Pause and practice mindfulness in your daily life

The Rev. Nicole Martin
The Rev. Nicole Martin

When I heard her voice for the first time, it was as if everything stopped. My pain became mere background noise and the only thing I could hear was the sound of my baby’s voice. Although she’s less than 2 weeks old, she is already teaching us a valuable lesson: the importance of pausing to be fully present for the moment.

To pause and be fully present is to be mindful of each moment, taking in every present detail without the baggage of the past or the burden of the future. It is the practice of enjoying what is right in front of us, without looking back on what was or anticipating what will be. It is the art of letting go of all that tries to push us back or drive us forward in order to be still and present right where we are.

Like my newborn, we are all birthed into this mindfulness simply because we don’t know anything else. We are fully present as infants, completely unfazed by life’s distractions. Yet, as we develop, we are gradually made aware of the pressure to do more, be more and produce more without settling for the slower, seemingly lesser life. In our pursuit of happiness, we allow work, family, friends and even our own desires to take over our minds.

Whether consciously or subconsciously, we have become distracted by the steady pace of life, keeping us from resting in the moment and being present for what is happening right now. Our stressful and overloaded days leave very little room for pressing pause and simply enjoying what each day brings. As a result, we often miss the blessings that God brings our way.

The good news is that Christ seeks to redeem our busy, hectic lives. Throughout the Scriptures, Jesus demonstrates for us what it means to pause and be present. While life around him teemed with steady motion, demands and activity, Jesus regularly practiced the discipline of pausing and being present with God and with those around him. Although he was faced with pressure to perform miracles, Jesus always found a quiet place to pray. While on his way from one place to the next, Jesus was always present to hear someone’s heart or heal an open wound.

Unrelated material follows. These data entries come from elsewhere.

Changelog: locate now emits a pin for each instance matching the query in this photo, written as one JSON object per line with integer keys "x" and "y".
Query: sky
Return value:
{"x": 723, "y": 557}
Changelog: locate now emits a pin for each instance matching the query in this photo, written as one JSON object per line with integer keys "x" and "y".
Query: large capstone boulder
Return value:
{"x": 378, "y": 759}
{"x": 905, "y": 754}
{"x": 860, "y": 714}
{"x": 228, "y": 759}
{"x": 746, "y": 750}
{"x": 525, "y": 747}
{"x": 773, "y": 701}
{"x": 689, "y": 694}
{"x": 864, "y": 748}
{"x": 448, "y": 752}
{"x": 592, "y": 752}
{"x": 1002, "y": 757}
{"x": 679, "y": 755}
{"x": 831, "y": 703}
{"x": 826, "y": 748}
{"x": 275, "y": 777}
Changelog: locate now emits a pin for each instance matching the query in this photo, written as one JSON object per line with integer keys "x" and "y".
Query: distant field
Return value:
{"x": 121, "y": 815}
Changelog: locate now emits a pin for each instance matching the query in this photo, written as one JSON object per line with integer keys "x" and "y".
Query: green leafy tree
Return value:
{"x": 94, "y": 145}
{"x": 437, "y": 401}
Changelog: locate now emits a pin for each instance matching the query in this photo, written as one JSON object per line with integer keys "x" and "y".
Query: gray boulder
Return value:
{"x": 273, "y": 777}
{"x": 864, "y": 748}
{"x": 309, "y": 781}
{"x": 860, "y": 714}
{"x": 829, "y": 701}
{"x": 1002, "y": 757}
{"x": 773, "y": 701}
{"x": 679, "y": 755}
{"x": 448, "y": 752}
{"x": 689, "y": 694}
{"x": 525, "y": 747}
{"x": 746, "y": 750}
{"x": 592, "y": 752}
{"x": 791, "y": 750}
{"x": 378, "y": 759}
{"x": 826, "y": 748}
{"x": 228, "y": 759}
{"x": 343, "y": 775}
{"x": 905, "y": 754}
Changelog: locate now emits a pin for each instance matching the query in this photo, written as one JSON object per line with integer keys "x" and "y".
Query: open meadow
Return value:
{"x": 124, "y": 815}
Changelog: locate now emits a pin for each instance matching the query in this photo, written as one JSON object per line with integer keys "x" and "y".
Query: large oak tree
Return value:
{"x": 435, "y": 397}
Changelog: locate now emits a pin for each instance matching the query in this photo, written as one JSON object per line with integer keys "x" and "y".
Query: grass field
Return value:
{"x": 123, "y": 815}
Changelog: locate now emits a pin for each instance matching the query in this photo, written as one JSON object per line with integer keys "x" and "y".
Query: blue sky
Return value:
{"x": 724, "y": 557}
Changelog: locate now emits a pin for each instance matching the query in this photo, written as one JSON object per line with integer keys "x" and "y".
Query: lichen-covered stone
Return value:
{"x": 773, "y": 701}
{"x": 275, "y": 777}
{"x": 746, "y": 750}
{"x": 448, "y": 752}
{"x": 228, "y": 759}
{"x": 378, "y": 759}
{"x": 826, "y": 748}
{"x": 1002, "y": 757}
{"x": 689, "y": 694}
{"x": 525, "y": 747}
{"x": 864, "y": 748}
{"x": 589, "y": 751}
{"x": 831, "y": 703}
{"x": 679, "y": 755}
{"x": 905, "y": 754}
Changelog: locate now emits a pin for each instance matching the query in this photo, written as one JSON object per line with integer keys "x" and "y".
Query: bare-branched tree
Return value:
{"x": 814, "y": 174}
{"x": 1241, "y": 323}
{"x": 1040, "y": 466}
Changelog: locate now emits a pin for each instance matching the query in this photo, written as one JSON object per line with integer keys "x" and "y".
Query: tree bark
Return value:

The psalmist said it best, reminding us to “Be still and know that I am God” (Psalm 46:10a). It is only in this stillness that we receive the revelation that God is truly God.

When we allow ourselves to be still and be fully present, we can take in the beauty of what’s around us. By turning off the phone and silencing the soundtrack in our minds, we learn that God speaks through his creation and reminds us that he is still in control. In the midst of the demanding, busy moments of life, God gives us the gift of stillness and invites us to settle our souls down with him. Only then do we know that he is God and that we can lay our anxieties and cares at his feet.

When was the last time you were still enough to enjoy the present moment? How often do you press pause in your life life long enough to take in the scenery around you?

Don’t let the blessings of today pass you by. Be still. Slow down. Listen and know that he, alone, is God.

The Rev. Nicole Martin is executive minister at The Park Church.